# Cook time for beef jerky



## mc smokerson (Dec 22, 2016)

I wanted to test out my master built electric before I made Xmas dinner so I fired up this morning to do a run of jerky. I have four full racks. I think some where in the 700 sq in range. I'm thinking 200 for 2 1/2 hours should do it but I'd like some feed back on my plan. Meat is cut into 1/2 in thick slices of various lengths and shapes.


----------



## crankybuzzard (Dec 22, 2016)

200 is too hot in my opinion.

You want to dry it out, not cook it.  I start at 130 and let the surface dry a bit and then I'll slowly bump up the temp to 160 and let it run until the jerky is done.

No real way to time the process.  ALL meats will dry/cook differently.

Some tips, no water in the pan, light smoke, and allow the test piece to COMPLETELY cool before doing the bend test.  Hot and warm meat tend to still bend easily with no separation of fibers.  Room temp meat will show you the real dryness.

Did you use a cure in your marinade?


----------



## dirtsailor2003 (Dec 22, 2016)

I agree with almost everything CB said. I will run my pit temp as high as 170°. 1/2" thick jerky is going to take a long time. I cut mine around 3/16" and it takes anywhere from 8-12 hours to get to the texture we like.

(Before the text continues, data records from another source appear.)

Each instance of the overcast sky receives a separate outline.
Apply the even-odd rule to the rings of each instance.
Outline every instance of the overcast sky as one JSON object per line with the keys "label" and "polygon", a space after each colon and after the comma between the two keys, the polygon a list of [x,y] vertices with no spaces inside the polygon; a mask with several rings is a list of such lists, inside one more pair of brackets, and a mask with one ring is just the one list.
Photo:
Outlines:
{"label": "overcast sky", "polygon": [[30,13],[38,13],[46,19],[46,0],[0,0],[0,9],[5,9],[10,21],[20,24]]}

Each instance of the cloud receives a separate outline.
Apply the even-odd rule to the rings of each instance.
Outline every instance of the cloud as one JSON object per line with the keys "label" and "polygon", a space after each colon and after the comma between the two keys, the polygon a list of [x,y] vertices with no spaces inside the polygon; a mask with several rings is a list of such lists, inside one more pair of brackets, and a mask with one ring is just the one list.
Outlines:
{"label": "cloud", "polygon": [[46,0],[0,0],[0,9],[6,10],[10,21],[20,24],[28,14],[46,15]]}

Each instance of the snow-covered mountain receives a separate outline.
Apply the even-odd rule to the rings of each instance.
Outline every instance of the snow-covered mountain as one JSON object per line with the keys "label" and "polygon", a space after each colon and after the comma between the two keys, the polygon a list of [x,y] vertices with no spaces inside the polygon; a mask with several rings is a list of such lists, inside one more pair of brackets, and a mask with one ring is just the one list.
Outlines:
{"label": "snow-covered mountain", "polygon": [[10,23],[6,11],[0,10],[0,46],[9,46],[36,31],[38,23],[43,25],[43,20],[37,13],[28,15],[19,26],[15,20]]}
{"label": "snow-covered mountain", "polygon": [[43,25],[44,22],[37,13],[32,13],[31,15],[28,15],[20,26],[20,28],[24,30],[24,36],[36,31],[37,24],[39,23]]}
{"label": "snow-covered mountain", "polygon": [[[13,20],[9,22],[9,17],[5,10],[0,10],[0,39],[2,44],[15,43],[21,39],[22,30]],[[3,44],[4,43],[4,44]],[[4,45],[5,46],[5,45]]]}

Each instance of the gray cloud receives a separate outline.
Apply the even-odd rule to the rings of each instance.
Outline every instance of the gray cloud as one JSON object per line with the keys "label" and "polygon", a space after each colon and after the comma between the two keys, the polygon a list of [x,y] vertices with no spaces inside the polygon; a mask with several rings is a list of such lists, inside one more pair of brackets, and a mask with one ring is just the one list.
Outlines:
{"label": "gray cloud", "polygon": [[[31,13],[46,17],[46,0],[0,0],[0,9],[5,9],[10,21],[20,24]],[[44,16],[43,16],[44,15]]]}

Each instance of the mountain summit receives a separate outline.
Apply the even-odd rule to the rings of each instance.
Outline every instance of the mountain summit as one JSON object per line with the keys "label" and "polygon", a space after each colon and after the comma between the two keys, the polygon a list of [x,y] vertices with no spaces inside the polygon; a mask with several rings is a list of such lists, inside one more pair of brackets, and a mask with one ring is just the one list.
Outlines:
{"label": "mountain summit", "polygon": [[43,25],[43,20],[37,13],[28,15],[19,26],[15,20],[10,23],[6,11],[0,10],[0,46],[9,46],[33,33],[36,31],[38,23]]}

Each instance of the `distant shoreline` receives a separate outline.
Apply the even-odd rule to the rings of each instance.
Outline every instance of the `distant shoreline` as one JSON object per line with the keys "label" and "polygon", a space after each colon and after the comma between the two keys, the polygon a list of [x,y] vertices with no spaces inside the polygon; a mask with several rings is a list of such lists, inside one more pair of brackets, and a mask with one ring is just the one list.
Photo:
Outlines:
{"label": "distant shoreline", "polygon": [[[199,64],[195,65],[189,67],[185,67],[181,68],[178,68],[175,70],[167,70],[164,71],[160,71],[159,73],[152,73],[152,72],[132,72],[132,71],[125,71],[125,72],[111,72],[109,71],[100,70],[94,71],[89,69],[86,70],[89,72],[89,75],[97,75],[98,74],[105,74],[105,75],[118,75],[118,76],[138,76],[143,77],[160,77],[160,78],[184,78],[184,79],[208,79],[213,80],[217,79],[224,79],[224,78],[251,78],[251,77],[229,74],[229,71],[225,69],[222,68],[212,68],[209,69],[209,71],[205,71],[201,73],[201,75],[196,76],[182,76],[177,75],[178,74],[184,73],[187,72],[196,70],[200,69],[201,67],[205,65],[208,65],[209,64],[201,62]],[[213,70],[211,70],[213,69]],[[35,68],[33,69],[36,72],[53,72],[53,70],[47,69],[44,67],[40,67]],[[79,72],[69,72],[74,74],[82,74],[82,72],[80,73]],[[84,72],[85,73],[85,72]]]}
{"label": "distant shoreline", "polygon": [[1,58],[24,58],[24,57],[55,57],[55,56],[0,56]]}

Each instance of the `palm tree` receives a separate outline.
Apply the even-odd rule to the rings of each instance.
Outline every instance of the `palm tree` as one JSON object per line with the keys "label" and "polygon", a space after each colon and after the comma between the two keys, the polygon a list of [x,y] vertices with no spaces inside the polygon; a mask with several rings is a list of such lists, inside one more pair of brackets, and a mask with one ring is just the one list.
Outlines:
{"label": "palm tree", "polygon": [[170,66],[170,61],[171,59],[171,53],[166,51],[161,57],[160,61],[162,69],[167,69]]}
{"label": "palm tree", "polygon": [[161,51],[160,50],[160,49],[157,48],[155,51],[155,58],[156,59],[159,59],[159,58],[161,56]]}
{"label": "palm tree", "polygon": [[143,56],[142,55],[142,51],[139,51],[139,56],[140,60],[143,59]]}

Using cure is a good idea.

Here's a very simple, very good recipe.

http://www.smokingmeatforums.com/t/233270/thai-jerky


----------



## crazymoon (Dec 22, 2016)

MS, I do 5-6 hours at 170 and probably not as thick as your cuts,keep us posted !


----------



## crazymoon (Dec 22, 2016)

As was mentioned don't forget the cure !


----------



## mc smokerson (Dec 22, 2016)

Well I hit the taste I was going for, however I think the heat was a lil much and she dried out on me more than I wanted. Still good just not the right texture


----------



## crankybuzzard (Dec 22, 2016)

Mc Smokerson said:


> Well I hit the taste I was going for, however I think the heat was a lil much and she dried out on me more than I wanted. Still good just not the right texture



What temps did you run at and for how long?


----------



## myownidaho (Dec 22, 2016)

I do three hours at 170 and then finish in the oven on the dehydrator setting at 170. I like a thicker cut but I still don't go much beyond 1/4". 1/2" may be tough to eat unless you're cutting it into bite sized pieces.


----------